Another example of a government policy on an intangible asset

Back ages ago when I worked for the Senate, I was at one time a staffer of the subcommittee dealing with government information policy [note: many subcommittee changes later, I’m not sure which subcommittee this would even be anymore]. It became very clear to me from that experience that dealing with the intangible asset of information is very tricky. For example, there is the recent case of Border’s customer lists and privacy rights (see earlier posting).
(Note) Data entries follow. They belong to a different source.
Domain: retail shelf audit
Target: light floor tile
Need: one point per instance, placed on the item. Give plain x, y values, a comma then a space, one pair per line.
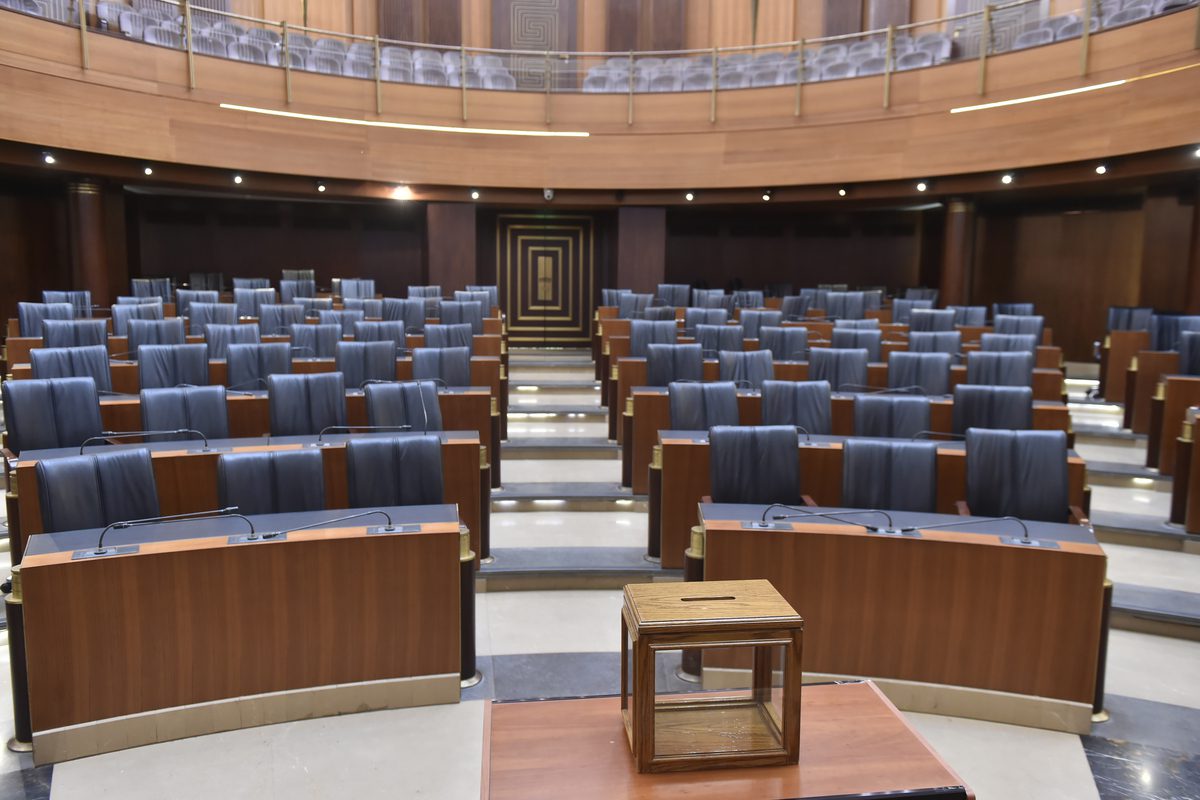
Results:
559, 470
569, 529
552, 429
1131, 500
426, 752
555, 621
1151, 567
1153, 668
1000, 762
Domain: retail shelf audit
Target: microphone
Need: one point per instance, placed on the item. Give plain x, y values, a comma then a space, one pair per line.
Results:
156, 521
126, 434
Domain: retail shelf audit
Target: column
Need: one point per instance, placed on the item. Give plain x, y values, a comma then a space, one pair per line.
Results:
957, 252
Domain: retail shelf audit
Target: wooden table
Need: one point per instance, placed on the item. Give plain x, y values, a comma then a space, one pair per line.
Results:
685, 481
853, 744
193, 636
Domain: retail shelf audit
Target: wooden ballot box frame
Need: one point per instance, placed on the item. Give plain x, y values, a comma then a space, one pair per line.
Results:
673, 733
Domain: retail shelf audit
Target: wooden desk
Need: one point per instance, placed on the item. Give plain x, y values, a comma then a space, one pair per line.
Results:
652, 413
853, 744
195, 636
947, 608
186, 480
685, 481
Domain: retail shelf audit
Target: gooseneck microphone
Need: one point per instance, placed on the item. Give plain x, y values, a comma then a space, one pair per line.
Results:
192, 516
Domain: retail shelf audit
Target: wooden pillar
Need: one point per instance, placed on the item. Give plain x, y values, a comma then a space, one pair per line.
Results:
641, 248
89, 246
450, 242
957, 252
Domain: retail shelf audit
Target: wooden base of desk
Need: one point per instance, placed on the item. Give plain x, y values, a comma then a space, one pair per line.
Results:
853, 743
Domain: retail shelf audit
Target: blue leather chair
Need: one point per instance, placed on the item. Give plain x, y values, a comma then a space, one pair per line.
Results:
271, 482
892, 475
394, 471
198, 408
305, 404
43, 414
94, 491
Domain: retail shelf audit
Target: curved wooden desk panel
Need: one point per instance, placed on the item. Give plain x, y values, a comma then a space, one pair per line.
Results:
133, 101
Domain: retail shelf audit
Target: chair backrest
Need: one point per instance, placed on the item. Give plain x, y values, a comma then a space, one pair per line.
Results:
975, 316
411, 312
859, 338
79, 299
305, 404
408, 402
715, 338
250, 366
1008, 343
993, 407
645, 332
455, 312
210, 313
949, 342
271, 482
162, 366
930, 319
346, 318
804, 404
220, 337
73, 332
451, 366
747, 368
49, 413
1018, 473
154, 331
754, 320
73, 362
785, 343
293, 288
1020, 324
394, 471
93, 491
365, 361
316, 341
928, 372
893, 416
198, 408
124, 312
699, 407
893, 475
755, 464
840, 367
276, 318
666, 364
31, 314
1000, 368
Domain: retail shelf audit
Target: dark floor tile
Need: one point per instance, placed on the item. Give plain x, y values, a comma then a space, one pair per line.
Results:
1131, 771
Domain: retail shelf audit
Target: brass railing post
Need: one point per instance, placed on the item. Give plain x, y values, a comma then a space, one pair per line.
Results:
984, 46
888, 49
287, 62
187, 40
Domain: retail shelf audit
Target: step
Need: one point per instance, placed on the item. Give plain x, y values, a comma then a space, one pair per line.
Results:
1143, 530
1163, 612
569, 567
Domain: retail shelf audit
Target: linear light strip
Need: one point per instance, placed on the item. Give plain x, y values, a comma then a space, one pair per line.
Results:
405, 126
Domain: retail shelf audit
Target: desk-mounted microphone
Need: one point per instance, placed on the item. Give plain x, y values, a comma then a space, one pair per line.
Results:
168, 519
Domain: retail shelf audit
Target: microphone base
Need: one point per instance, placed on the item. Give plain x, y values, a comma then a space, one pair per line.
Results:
394, 529
1031, 542
258, 539
112, 549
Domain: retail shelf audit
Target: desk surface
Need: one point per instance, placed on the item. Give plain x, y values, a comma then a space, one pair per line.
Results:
853, 744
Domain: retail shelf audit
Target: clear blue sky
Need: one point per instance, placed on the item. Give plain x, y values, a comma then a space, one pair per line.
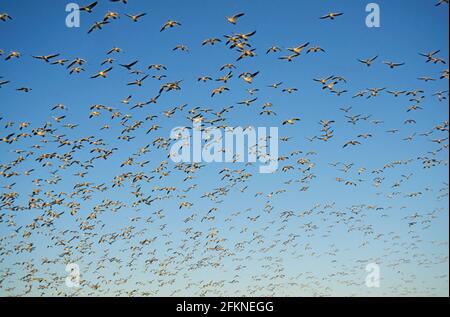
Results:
415, 263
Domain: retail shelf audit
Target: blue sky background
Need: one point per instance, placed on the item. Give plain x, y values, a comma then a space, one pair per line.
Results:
407, 28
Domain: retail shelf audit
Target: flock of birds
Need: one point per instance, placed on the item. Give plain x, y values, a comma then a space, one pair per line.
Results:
142, 228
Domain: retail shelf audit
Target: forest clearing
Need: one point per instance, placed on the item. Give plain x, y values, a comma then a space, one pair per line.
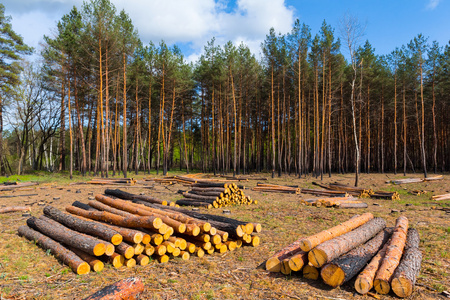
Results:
28, 272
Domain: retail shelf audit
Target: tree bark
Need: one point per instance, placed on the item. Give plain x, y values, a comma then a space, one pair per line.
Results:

Here is an example of the complexity of the issue — a story from Federal Computer Week a couple of weeks ago — “Census bureau clarifies its position on Title 13 confidentiality for addresses.” Under Title 13 of the US Code, certain census data cannot be disclosed or shared with others, including state and local government. This includes addresses. A few weeks ago comments were made that this might be changing. Now the Census Bureau has clarified that this isn’t really happening.
The issue is one of confidentiality of the government data (which is critical to the accurate collection of that data) versus the need to share the data for it to be useful. This issue is not unique to the census data. It cuts across much of government collected data (think “tax records”) and private-sector collected data (think “customer information”). Yet our policies seem to be ad-hoc. As I’ve noted in at least 3 previous posts, we need a consistent policy that treats personal data as an intangible assets. An asset based approach would help both sides benefit from strong protection of the data – with the protection tied to the value. By looking at the use and value of the data as an intangible asset, a more nuanced and appropriate level of protection could be crafted. Current government policy — such as Title 13 does not seem to allow that. We need to re-think that policy.
Of course, when I was involved in a re-thinking of government information policy 25 years ago, we ran into a buzz-saw. Maybe the thinking process has evolved somewhat. Once can hope.